Dirt amasses in a backyard in hills and pools like a dried mudslide. Slender wooden sticks with orange flags perched atop them puncture the mud’s surface, revealing little roots and worms and life. These pennants, carrot in hue in their plastic nature, join together to mark plots of land. Flags appear in plot after plot after plot, never quite ceasing, even once the pink horizon deepens and sinks into the syrupy darkness of the sludge.
This is development.
What was once fields with switchgrass, dandelions, thistles and sunflowers is now just…mud. It’s happening everywhere, every year – actions of expansion.

It’s apparent, from the sunflowers that still wave their yellowed petals to the tune of the wind, that development nearly always requires destruction. Yet, in this sense, such a thing struggles to mark progress at all when demolition precedes it. The small plot of wild sunflowers, which dance in the muddy openness on the north side of the land, provide a solitary swatch of evidence as to the damage inflicted on the land’s natural habitat to provide such advancement, this one in the name of apartment living.

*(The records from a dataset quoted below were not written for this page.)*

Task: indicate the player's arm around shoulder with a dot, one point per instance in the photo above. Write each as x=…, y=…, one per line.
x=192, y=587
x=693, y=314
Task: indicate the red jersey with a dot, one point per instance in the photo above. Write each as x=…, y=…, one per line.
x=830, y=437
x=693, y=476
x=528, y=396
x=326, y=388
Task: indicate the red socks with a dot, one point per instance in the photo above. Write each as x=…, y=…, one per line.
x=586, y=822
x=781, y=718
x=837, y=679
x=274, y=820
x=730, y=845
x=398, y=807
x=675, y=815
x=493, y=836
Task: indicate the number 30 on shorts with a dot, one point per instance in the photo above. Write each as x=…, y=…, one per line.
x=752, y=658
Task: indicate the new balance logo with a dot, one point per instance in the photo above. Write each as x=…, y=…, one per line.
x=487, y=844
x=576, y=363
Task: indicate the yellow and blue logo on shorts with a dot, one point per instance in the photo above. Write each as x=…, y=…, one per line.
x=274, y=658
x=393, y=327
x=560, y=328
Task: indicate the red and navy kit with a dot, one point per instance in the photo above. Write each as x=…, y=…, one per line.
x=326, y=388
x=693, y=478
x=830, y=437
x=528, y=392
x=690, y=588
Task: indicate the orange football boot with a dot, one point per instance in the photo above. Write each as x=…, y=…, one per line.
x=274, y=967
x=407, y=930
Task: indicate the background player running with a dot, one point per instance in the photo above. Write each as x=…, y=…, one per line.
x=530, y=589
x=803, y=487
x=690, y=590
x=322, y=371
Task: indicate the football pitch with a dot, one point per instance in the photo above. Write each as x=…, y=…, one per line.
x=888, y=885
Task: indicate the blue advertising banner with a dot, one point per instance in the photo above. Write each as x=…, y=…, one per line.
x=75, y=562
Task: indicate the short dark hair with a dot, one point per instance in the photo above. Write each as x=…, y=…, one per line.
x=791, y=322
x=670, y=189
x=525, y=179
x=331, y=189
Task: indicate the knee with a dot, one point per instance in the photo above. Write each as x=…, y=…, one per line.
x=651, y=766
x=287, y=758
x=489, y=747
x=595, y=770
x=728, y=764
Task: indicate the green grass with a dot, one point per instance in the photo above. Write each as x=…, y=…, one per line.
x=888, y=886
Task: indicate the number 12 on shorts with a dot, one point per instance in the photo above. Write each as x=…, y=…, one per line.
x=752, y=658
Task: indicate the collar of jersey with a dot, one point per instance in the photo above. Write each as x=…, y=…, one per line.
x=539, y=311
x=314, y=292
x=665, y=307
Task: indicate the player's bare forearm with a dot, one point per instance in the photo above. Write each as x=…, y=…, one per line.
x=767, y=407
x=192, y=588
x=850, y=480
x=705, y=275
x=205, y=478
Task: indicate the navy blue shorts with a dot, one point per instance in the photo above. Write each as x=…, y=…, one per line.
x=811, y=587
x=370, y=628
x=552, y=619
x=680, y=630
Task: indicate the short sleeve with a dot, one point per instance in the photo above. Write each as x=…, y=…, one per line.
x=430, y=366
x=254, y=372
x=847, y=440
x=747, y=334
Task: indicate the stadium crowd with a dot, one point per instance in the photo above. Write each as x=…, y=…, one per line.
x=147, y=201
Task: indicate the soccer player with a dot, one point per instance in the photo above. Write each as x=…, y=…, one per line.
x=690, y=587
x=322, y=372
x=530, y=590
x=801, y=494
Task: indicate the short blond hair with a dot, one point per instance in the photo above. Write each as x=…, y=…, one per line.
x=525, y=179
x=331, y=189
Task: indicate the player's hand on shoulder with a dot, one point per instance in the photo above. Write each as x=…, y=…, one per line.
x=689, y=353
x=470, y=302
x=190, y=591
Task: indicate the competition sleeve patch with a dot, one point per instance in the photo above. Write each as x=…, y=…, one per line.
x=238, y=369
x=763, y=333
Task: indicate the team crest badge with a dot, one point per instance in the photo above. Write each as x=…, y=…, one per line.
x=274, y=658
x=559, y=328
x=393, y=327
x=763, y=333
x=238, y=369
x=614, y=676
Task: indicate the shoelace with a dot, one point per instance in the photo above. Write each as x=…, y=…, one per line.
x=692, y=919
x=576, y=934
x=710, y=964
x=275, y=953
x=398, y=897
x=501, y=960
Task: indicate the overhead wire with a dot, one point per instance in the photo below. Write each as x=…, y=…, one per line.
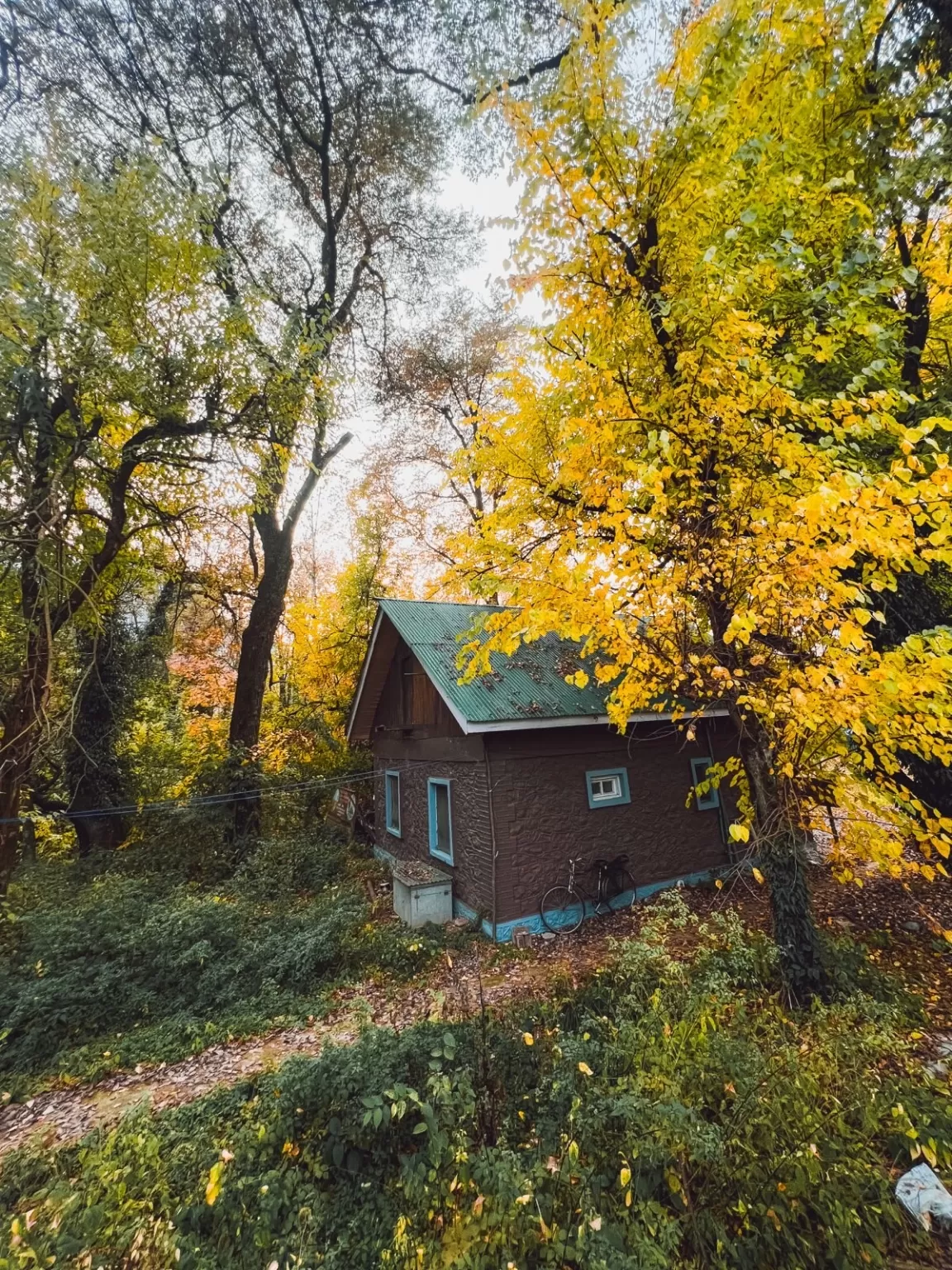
x=211, y=800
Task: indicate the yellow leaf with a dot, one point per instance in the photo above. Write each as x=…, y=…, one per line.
x=213, y=1189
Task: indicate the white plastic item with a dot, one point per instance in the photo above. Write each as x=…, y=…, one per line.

As I stand staring into the dark, muddy pools of nothingness, I consider the emptiness of the land. Then, as I turn around to head back inside, my eyes catch a child clutching a dandelion, trekking across a small slice of land, just to the east of my overlook. In the midst of the opal-hued muck, fragments of green assemble as if called to fight their way through the sticky trenches of the mud. The child laughs.
I think to myself, Maybe there’s evidence of progress here after all.